When was the last time you had chocolate milk? Strawberry milk?
Assuming you are one of my adult readers, the likelihood that you've had a lot of chocolate or strawberry milk isn't, well, likely.
I don't see strawberry milk in stores, and there isn't a whole lot of chocolate milk. And I will assume that adults get plenty of white milk in their diets; otherwise, we would have heard something about that before now.
But we seem to want to treat our kids differently and feed them flavored milk in schools, assuming that they aren't getting enough milk in their diets. This is the rational for serving chocolate milk and strawberry milk in schools.
If we want to teach our children some valuable life skills, shouldn't we get them to drink regular milk in schools?
The assumption that kids can't survive without sugar-laden milk is ludicrous. If kids don't have the option, maybe they would just drink white milk.
Apparently, a lot of kids have this choice: 71% of milk served nationwide is flavored.
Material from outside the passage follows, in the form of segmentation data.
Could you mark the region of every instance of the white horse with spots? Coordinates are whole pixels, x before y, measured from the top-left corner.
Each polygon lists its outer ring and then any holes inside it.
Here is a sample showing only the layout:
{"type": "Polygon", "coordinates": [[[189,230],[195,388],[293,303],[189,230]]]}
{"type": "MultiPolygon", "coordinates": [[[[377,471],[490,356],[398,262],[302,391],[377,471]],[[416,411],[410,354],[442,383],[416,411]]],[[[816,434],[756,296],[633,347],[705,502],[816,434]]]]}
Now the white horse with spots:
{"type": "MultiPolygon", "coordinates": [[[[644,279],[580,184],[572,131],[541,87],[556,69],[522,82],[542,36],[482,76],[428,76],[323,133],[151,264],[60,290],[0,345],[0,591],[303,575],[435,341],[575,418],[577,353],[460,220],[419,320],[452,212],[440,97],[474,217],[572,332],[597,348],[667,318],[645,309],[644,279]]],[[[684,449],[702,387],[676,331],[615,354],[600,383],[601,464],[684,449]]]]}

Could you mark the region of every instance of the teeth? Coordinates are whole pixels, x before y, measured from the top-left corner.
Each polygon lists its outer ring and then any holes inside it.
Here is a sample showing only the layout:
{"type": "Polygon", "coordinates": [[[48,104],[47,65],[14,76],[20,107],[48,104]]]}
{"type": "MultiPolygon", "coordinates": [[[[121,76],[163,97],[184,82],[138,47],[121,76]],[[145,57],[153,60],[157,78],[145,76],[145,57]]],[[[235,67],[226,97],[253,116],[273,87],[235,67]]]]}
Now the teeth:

What is even worse is that most flavored milk contains our least favorite ingredient: high-fructose corn syrup. School children get enough high-fructose corn syrup supported by your tax dollars — milk should be a HFCS-free zone.
The good news is that some school districts are banning flavored milk. And kudos should be offered to Jamie Oliver, who should get a lot of credit for opening eyes to the idea of flavored milk.
As many changes as Oliver made in Huntington, West Virginia, getting flavored milk out of the schools was a defeat for Oliver.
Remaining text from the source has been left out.